Indianapolis, the capitol city of Indiana, was surveyed and designed in 1821 by Alexander Ralston, and Marion County was established on December 31, 1821.
The early Indianapolis/Marion County Indiana Commissioner Record books contain a detailed history of the county as recorded by the county commissioner. An interesting reference was a local law that a bounty would be paid to anyone who brought in a wolf’s scalp from a wolf killed in Marion County.
“September Session 1827, Ordered by the Board that the holder of any certificate for a grown wolf killed in the County under the law, approved Jan. 27, 1827 receive from the Clerk also an order on the County Treasury for one dollar for a grown wolf and for fifty cents for each one under six months old.”
This Order was amended in 1834 to say that a wolf’s scalp should be brought in to receive the bounty:
“It is ordered that for each wolf Scalp taken from a wolf hereafter killed, and which have heretofore been killed in this county and duly proved according to law and which have not been been paid for[,] an allowance of one dollar on each wolf over six months old, and on each wolf under six months old fifty cents is hereby allowed payable out of the County Treasury of this Board issue orders on the County Treasury to any person or persons producing said Scalps – and that the County Treasurer receive said orders as in any other case – and that the order heretofore made prohibiting such order be and the same is hereby repealed.”
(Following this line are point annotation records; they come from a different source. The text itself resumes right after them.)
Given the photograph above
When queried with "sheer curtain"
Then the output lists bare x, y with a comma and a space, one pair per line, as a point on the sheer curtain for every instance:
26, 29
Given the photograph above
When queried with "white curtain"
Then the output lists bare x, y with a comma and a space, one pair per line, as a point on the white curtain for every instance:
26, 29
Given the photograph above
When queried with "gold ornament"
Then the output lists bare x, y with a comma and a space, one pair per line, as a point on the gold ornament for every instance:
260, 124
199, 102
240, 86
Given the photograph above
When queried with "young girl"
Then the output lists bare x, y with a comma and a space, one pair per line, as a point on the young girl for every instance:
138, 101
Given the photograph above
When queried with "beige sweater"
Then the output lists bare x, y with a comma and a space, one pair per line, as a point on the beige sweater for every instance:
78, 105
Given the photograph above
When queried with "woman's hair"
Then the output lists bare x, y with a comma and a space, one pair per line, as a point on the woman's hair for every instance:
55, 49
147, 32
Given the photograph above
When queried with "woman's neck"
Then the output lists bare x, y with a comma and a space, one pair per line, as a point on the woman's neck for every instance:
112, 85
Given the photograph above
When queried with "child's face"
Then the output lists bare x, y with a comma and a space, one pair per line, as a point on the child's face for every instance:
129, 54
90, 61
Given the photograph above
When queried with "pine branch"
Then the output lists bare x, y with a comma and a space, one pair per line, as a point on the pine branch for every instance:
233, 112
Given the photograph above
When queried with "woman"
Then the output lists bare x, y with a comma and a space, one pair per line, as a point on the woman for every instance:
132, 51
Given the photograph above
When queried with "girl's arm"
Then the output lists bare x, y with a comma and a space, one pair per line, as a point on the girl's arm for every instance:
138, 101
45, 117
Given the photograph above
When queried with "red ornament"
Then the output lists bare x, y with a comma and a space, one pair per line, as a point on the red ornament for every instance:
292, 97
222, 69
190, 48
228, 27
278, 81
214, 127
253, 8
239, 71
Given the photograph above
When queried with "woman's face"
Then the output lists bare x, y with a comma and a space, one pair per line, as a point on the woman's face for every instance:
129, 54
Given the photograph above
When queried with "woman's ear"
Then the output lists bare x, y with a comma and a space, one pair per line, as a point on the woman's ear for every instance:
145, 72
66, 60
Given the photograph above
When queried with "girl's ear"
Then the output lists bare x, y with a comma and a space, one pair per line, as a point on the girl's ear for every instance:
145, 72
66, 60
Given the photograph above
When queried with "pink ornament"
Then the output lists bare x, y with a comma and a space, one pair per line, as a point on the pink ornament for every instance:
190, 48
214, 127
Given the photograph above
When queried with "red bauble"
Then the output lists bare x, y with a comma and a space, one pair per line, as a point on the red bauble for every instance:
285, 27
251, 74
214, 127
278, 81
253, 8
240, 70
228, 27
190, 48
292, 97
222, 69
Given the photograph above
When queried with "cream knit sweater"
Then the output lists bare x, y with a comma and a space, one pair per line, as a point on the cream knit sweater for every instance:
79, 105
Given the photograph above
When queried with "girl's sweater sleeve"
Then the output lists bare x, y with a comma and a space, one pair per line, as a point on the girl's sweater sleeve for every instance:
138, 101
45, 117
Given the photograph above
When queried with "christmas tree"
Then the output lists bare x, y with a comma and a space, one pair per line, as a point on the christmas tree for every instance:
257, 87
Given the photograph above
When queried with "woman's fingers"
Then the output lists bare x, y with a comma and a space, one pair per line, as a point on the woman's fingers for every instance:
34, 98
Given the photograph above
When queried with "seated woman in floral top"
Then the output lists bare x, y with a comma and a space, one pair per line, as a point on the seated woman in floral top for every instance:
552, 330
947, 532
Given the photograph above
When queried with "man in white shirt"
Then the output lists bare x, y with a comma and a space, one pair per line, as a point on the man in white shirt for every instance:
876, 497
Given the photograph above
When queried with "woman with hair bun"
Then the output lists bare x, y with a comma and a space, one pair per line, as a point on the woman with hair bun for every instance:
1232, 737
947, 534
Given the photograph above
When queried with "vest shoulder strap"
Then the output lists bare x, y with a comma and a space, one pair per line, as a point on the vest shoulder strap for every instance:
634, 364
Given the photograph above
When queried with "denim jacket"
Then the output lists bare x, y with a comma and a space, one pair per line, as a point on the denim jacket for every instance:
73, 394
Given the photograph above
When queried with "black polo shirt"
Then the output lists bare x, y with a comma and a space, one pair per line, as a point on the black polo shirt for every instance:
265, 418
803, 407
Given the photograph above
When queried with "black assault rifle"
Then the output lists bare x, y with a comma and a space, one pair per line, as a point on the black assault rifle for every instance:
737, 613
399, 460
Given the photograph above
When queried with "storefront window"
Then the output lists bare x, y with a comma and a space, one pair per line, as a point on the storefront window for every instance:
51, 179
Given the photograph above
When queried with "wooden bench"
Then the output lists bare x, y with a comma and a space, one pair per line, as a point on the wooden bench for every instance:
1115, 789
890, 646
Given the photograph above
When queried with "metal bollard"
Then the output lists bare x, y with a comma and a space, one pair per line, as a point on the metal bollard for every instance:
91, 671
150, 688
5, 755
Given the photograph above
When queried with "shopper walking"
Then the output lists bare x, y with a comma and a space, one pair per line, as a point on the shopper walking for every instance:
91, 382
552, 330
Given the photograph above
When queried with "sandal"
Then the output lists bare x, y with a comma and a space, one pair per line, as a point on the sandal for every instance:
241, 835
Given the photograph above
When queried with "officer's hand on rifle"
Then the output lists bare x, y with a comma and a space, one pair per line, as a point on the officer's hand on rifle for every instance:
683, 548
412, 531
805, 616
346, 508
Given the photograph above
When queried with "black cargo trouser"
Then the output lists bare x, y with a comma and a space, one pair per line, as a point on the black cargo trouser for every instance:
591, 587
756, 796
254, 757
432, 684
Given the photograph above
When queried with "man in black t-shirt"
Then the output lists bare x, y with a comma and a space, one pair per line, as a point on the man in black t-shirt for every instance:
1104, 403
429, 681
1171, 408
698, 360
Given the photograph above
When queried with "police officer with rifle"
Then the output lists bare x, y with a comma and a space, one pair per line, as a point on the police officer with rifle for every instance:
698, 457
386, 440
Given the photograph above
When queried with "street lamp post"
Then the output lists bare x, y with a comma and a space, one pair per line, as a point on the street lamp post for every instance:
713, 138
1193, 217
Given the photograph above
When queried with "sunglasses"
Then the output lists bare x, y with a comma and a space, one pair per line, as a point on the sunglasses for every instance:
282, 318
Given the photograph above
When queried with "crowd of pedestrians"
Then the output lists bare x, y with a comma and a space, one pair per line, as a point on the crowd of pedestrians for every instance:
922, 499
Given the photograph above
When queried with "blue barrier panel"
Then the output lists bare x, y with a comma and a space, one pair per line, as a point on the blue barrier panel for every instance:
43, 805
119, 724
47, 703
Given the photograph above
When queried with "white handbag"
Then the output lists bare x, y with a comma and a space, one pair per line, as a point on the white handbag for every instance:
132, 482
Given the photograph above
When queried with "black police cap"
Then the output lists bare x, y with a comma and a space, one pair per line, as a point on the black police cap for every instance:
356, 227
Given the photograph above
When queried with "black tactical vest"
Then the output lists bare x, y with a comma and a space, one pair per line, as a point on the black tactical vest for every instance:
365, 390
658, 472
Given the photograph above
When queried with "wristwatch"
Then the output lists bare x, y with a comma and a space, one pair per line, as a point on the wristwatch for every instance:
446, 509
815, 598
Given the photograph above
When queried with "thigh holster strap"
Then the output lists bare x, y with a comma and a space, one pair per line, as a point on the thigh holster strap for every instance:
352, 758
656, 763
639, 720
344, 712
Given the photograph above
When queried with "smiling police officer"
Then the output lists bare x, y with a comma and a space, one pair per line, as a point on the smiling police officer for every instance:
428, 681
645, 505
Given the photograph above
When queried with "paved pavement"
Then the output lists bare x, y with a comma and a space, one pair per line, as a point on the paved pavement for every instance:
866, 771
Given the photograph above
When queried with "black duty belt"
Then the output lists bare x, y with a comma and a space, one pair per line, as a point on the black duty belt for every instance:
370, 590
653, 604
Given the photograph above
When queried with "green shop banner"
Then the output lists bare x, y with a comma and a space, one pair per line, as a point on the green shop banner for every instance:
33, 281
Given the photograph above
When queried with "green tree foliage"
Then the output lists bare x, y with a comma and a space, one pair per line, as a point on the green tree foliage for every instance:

It clumsily sounds like there was some confusion about how a hunter was to prove that he killed a wolf in Marion County to receive the bounty. So, the hunter was to bring in the wolf’s scalp. But, how prove that the wolf was over or under six months old?
Anyway, in 1840:
“Allowed Elias C. Baldwin for a wolf scalp taken from a wolf killed by him in Marion County & duly proved before the Clerk, on December 14, 1839 the sum of one dollar payable out of the County Treasury.”
There is also a list of men who were paid the bounty, available at the Indiana State Archives.
This bounty to kill wolves in Indianapolis/Marion County clearly shows that Indianapolis was literally planned and built in the midst of a forest.
A painting of Indianapolis in 1820:
Side note: early on the County paid to have a pen built around the sheep that were grazing on the State House grounds. I wonder if wolves were sneaking into the Capitol’s settlement and killing the County’s sheep.